Through the many issues of our newsletter and across the news pages of our website, you will read of where our dreaming has taken us, the flights of fancy that have become matters of fact. We may well dream of success, the dreamer Joseph rejoiced in a coat of many colours, but the threads of our ambition have over the year been woven into a cloth more radiant, illuminating and lasting.
Embley is indeed a theatre of dreams but certainly not one in which any dream will do. Dreams of easy indolence; of self-satisfied introspective naval gazing are rudely awakened.
In lines composed above Tintern Abbey in July 1798 Wordsworth talked about:
"that serene and blessed mood in which we are laid asleep in body and …
– we see into the life of things."
Embley’s business is to issue forth into the world a generation of dreamers who see into the life of things.
We dare to dream mighty things; we dare to challenge the received wisdom which relegates dreams behind performance, a pseudo-industrial notion of the vacuity of dreams.
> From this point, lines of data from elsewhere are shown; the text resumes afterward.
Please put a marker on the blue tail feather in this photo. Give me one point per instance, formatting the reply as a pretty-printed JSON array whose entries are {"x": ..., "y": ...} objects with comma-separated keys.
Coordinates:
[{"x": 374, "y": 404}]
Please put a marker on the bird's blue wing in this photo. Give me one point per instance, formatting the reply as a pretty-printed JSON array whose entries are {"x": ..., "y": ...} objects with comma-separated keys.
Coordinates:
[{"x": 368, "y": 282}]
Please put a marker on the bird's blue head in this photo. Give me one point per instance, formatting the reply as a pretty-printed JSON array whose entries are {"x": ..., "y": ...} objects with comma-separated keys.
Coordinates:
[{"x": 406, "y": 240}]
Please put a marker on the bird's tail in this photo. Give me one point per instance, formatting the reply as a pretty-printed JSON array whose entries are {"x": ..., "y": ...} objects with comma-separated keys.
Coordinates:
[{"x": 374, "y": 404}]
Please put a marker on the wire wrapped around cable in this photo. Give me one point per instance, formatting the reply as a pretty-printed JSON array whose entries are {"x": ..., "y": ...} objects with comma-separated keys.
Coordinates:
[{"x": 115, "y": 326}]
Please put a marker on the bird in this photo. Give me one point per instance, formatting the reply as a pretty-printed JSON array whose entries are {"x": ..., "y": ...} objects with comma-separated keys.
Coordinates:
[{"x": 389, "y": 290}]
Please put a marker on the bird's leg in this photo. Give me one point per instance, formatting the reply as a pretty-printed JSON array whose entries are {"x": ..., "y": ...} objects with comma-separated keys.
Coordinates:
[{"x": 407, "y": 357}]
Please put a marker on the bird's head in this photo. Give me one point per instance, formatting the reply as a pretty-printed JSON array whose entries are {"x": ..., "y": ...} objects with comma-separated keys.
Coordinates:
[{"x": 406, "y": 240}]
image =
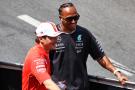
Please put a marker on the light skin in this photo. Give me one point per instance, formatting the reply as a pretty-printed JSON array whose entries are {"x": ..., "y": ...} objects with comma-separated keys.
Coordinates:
[
  {"x": 68, "y": 27},
  {"x": 48, "y": 43}
]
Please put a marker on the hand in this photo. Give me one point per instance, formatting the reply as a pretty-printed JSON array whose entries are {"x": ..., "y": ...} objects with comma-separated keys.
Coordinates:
[
  {"x": 62, "y": 85},
  {"x": 122, "y": 78}
]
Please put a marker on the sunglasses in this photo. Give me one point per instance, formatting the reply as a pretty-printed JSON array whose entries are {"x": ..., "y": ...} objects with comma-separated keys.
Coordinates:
[{"x": 71, "y": 18}]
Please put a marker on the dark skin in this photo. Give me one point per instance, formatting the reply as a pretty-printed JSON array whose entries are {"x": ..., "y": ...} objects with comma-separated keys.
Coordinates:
[{"x": 69, "y": 27}]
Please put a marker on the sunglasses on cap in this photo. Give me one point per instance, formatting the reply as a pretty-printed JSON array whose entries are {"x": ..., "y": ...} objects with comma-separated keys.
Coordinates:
[{"x": 71, "y": 18}]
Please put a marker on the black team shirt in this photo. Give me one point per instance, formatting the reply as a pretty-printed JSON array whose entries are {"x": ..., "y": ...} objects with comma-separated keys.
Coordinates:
[{"x": 69, "y": 58}]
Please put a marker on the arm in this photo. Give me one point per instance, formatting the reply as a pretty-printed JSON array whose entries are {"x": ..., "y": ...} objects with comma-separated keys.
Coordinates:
[
  {"x": 105, "y": 63},
  {"x": 50, "y": 85}
]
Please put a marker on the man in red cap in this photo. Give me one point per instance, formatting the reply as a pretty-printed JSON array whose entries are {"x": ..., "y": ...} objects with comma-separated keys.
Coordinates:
[{"x": 36, "y": 70}]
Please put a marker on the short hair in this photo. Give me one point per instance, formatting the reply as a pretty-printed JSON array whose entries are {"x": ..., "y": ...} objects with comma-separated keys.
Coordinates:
[{"x": 64, "y": 6}]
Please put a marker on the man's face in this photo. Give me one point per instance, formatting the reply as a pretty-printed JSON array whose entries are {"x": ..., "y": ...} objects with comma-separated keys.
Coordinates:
[
  {"x": 69, "y": 17},
  {"x": 49, "y": 42}
]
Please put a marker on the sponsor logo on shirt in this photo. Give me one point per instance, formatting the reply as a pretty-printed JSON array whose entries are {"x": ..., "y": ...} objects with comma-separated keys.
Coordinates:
[{"x": 60, "y": 45}]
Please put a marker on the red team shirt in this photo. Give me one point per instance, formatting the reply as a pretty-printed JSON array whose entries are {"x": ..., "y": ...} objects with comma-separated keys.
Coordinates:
[{"x": 36, "y": 69}]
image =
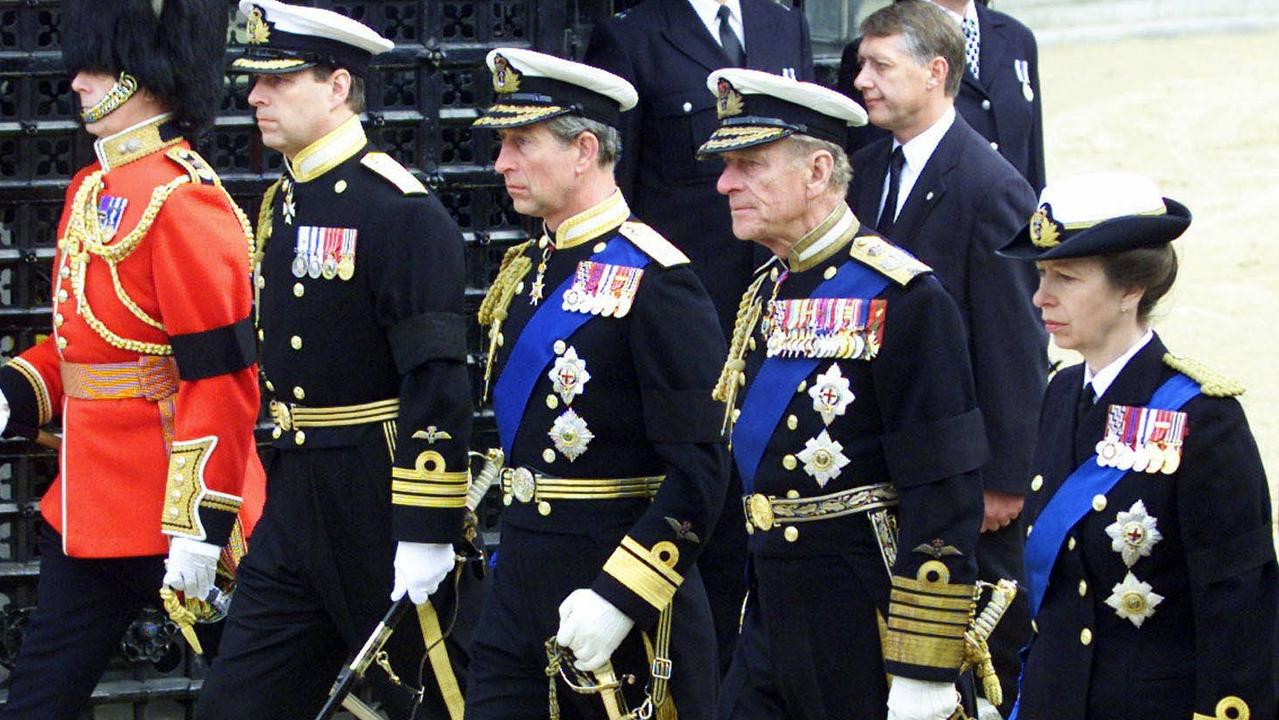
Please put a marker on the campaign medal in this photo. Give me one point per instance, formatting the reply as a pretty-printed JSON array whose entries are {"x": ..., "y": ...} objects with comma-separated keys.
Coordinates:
[
  {"x": 1133, "y": 533},
  {"x": 110, "y": 211},
  {"x": 331, "y": 242}
]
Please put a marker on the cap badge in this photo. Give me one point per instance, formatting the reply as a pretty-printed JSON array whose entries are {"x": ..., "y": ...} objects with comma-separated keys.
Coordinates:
[
  {"x": 1045, "y": 232},
  {"x": 256, "y": 27},
  {"x": 728, "y": 100},
  {"x": 505, "y": 79}
]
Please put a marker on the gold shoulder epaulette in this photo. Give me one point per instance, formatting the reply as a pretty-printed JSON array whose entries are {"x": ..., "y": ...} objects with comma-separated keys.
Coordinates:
[
  {"x": 888, "y": 258},
  {"x": 1211, "y": 383},
  {"x": 195, "y": 165},
  {"x": 388, "y": 168},
  {"x": 652, "y": 243}
]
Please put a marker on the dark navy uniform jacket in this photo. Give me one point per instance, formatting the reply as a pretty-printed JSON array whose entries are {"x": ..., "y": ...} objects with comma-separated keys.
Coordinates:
[
  {"x": 996, "y": 105},
  {"x": 664, "y": 49},
  {"x": 912, "y": 422},
  {"x": 1213, "y": 636},
  {"x": 646, "y": 404},
  {"x": 394, "y": 330}
]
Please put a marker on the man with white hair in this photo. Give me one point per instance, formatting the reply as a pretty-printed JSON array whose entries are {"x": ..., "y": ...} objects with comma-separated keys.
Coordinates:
[
  {"x": 856, "y": 431},
  {"x": 603, "y": 354}
]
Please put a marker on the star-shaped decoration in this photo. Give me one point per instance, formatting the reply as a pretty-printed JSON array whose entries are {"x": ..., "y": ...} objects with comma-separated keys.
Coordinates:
[
  {"x": 568, "y": 375},
  {"x": 571, "y": 435},
  {"x": 1133, "y": 600},
  {"x": 1133, "y": 533},
  {"x": 823, "y": 458},
  {"x": 830, "y": 394}
]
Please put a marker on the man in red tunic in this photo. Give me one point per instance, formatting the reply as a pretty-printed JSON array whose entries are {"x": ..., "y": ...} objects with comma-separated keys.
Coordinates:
[{"x": 150, "y": 358}]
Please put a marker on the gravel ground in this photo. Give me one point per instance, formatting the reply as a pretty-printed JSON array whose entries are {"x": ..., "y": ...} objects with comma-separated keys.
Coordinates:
[{"x": 1131, "y": 105}]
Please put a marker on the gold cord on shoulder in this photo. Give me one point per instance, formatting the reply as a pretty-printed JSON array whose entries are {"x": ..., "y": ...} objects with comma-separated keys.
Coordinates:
[{"x": 732, "y": 375}]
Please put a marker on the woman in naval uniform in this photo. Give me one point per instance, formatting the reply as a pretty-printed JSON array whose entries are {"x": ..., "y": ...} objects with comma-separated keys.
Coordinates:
[{"x": 1149, "y": 551}]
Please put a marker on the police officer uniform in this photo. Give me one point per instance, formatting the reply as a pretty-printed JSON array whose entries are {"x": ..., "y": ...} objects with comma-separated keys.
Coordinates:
[
  {"x": 154, "y": 384},
  {"x": 1150, "y": 558},
  {"x": 603, "y": 353},
  {"x": 360, "y": 316},
  {"x": 858, "y": 441}
]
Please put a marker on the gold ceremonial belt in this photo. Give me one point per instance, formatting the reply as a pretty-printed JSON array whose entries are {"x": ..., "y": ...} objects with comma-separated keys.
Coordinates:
[
  {"x": 151, "y": 377},
  {"x": 764, "y": 512},
  {"x": 528, "y": 486},
  {"x": 288, "y": 417}
]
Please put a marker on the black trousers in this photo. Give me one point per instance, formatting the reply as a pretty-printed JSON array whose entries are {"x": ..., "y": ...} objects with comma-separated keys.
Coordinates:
[
  {"x": 999, "y": 556},
  {"x": 535, "y": 572},
  {"x": 810, "y": 646},
  {"x": 83, "y": 608},
  {"x": 315, "y": 582}
]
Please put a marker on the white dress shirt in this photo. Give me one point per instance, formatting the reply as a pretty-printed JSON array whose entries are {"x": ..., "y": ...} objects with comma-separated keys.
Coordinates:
[
  {"x": 1104, "y": 377},
  {"x": 917, "y": 151},
  {"x": 709, "y": 12}
]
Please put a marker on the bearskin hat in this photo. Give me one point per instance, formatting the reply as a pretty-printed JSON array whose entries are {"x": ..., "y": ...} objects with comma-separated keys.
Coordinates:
[{"x": 175, "y": 49}]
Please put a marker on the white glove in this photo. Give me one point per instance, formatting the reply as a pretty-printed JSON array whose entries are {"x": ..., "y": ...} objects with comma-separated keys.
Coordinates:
[
  {"x": 191, "y": 567},
  {"x": 921, "y": 700},
  {"x": 420, "y": 568},
  {"x": 592, "y": 628}
]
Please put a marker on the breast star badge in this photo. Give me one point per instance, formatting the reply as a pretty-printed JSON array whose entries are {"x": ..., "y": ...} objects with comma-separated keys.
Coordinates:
[
  {"x": 1133, "y": 533},
  {"x": 568, "y": 375},
  {"x": 830, "y": 394},
  {"x": 571, "y": 435},
  {"x": 823, "y": 458},
  {"x": 1133, "y": 600}
]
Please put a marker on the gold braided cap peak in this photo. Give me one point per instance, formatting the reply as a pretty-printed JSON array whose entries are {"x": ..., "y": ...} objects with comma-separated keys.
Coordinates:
[
  {"x": 1211, "y": 383},
  {"x": 500, "y": 293}
]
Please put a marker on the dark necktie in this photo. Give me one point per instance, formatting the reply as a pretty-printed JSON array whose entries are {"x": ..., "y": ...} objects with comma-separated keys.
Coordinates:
[
  {"x": 888, "y": 216},
  {"x": 728, "y": 39}
]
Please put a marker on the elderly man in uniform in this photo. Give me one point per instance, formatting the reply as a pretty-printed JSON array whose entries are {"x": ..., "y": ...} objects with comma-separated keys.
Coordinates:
[
  {"x": 360, "y": 287},
  {"x": 857, "y": 434},
  {"x": 150, "y": 360},
  {"x": 604, "y": 349}
]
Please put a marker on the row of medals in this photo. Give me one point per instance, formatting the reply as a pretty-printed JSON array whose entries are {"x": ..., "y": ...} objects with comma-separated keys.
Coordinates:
[
  {"x": 1150, "y": 457},
  {"x": 328, "y": 269}
]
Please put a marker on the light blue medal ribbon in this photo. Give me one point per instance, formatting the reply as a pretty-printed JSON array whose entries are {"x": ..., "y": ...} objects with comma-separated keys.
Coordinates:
[
  {"x": 533, "y": 351},
  {"x": 773, "y": 388}
]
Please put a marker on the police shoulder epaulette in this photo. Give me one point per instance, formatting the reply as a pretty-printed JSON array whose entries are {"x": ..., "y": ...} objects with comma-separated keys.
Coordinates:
[
  {"x": 388, "y": 168},
  {"x": 652, "y": 243},
  {"x": 1211, "y": 383},
  {"x": 195, "y": 165},
  {"x": 888, "y": 258}
]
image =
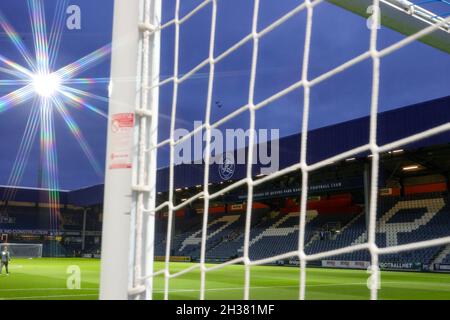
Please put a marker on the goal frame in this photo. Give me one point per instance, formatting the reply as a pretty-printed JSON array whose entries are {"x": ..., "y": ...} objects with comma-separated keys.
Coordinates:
[{"x": 129, "y": 207}]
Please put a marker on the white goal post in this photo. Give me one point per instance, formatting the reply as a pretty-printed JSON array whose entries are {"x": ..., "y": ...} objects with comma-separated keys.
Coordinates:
[
  {"x": 129, "y": 207},
  {"x": 23, "y": 250}
]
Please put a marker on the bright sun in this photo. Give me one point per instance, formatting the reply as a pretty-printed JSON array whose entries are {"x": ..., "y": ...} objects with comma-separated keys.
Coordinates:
[{"x": 46, "y": 85}]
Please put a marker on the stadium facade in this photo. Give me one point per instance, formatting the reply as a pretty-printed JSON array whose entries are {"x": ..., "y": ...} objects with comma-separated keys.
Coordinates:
[{"x": 413, "y": 205}]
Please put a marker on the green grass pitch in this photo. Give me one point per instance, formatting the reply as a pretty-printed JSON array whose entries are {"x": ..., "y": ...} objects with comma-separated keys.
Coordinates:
[{"x": 47, "y": 278}]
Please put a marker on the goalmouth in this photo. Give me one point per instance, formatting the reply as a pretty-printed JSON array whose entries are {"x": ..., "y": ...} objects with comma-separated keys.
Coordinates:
[{"x": 130, "y": 182}]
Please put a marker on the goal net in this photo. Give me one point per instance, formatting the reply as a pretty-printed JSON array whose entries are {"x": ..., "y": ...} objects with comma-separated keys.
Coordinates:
[
  {"x": 413, "y": 21},
  {"x": 23, "y": 250}
]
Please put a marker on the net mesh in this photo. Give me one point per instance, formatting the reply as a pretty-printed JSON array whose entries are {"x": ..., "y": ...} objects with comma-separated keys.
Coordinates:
[{"x": 152, "y": 28}]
Embley replaces this with the vindication that it is the dreamer who creates change.
Our dream is not mired, like the intricacy detailing Victorian stained glass and its fixings, in self-regarding isolation. Our dream is anchored and realised in being our best; in reaching out to others and building an inclusive community.
Our dream is to see through what is, to what could be. If we are not doing that, then What are we for? What is our purpose? Is it to further add cogs to the machine or is it to dream dreams of a better more equal and happier world.
Ours is the business of realising dreams of untapped potential and seeing how far they run. Ours is the business of realising dreams of ambition for the well-being of others and for that, most modern and elusive of dreams, contentment with self.
Our educational dream moves away from the binary where a child either gets it or doesn’t. Our dream is a process of assimilation of truth, formation of understanding and character at ever deeper levels through terms, beyond timetables and builds lives lived with veracity and purpose.
Our dream is of lives lived authentically; free of the sham and subjectivism of the shallow, free of the easy escapologists whose only dream is the cheap and tawdry avoidance and evasion of responsibility.
Ours is a dream of substance, of confidence built on patience and humility – a dream that cherishes realisations bigger than ourselves; that loses the self the better to find it. Ours is a simple dream, but the more noble because of its simplicity. Ours is a dream within our grasp; a dream we can all share.
These are the dreams worth dreaming. Only these will do.